If you want to know if your product contains wheat, flavorings and/or artificial sweeteners, you could simply check the ingredient label. According to the Food and Drug Administration (FDA), these ingredients are required to be listed on the label. But, if you want to know if your product contains genetically modified organisms (GMOs), you would have to call the manufacturer to seek the answer.

What are GMOs?

Genetically Modified Organisms, or GMOs, are gaining a lot of attention from consumers, the industry, and the government due to its increased use in the food supply, and the public debate over the safety of the product.

GMOs are also used in research, production of pharmaceutical drugs, gene therapy and agriculture. In agriculture, genetically modified crops may be developed to improve nutrition profiles, increase yield or improve the ability of a crop to thrive in difficult environments. GMOs are not new, and in fact have been in our food supply for over 20 years now.

According to the USDA, corn and soybeans are the most common genetically engineered (GE) food crops in the U.S. - most of which are used as sources of food ingredients, and as sources of animal feed. The FDA does have our safety in mind and as a result, “Food and food ingredients derived from GE plants must adhere to the same safety requirements under the Federal Food, Drug, and Cosmetic (FD&C) Act that apply to food and food ingredients derived from traditionally bred plants.”

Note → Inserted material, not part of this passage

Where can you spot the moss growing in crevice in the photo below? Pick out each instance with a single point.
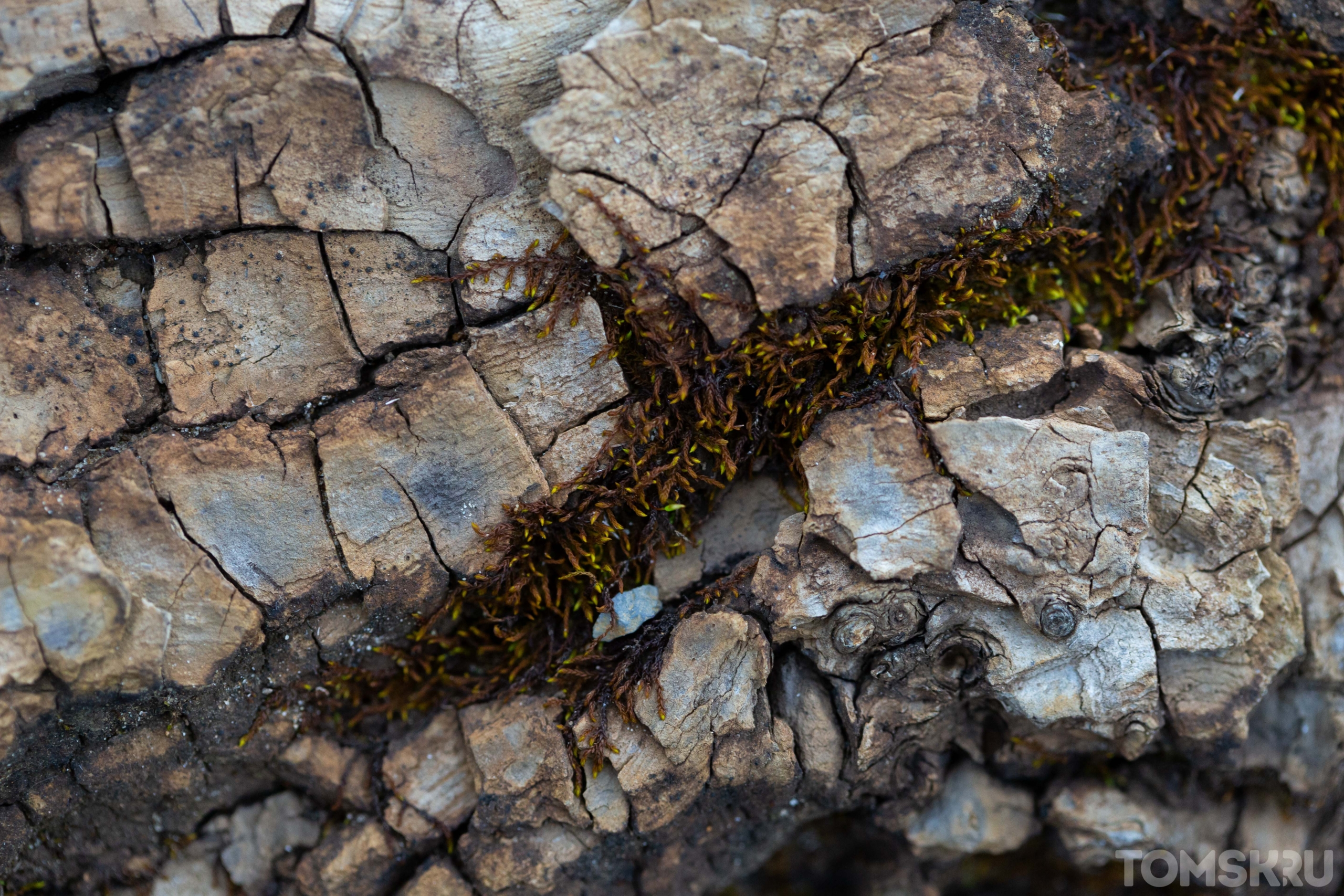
(699, 417)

So why all the controversy with GMOs in our food supply?

The key point that is being brought to light is whether or not they should be required to be labeled by the FDA, what role the government would then have, and ultimately the impact on the farmers aiming to feed the world population.

Many countries do require this labeling and even here in the U.S. some states, such as Vermont, have passed a law that requires the labeling of genetically modified foods available for retail sale by July 2016. This obviously poses challenges for manufacturers distributing the same product to multiple states.

The FDA does support voluntary labeling of GMOs, and have issued guidance for the food industry.

To date, no ill effects have been proven in the human population, however several advocacy groups claim the risks have not yet been identified or managed and would like more research done on the subject - or at minimum, have the product labeled accordingly.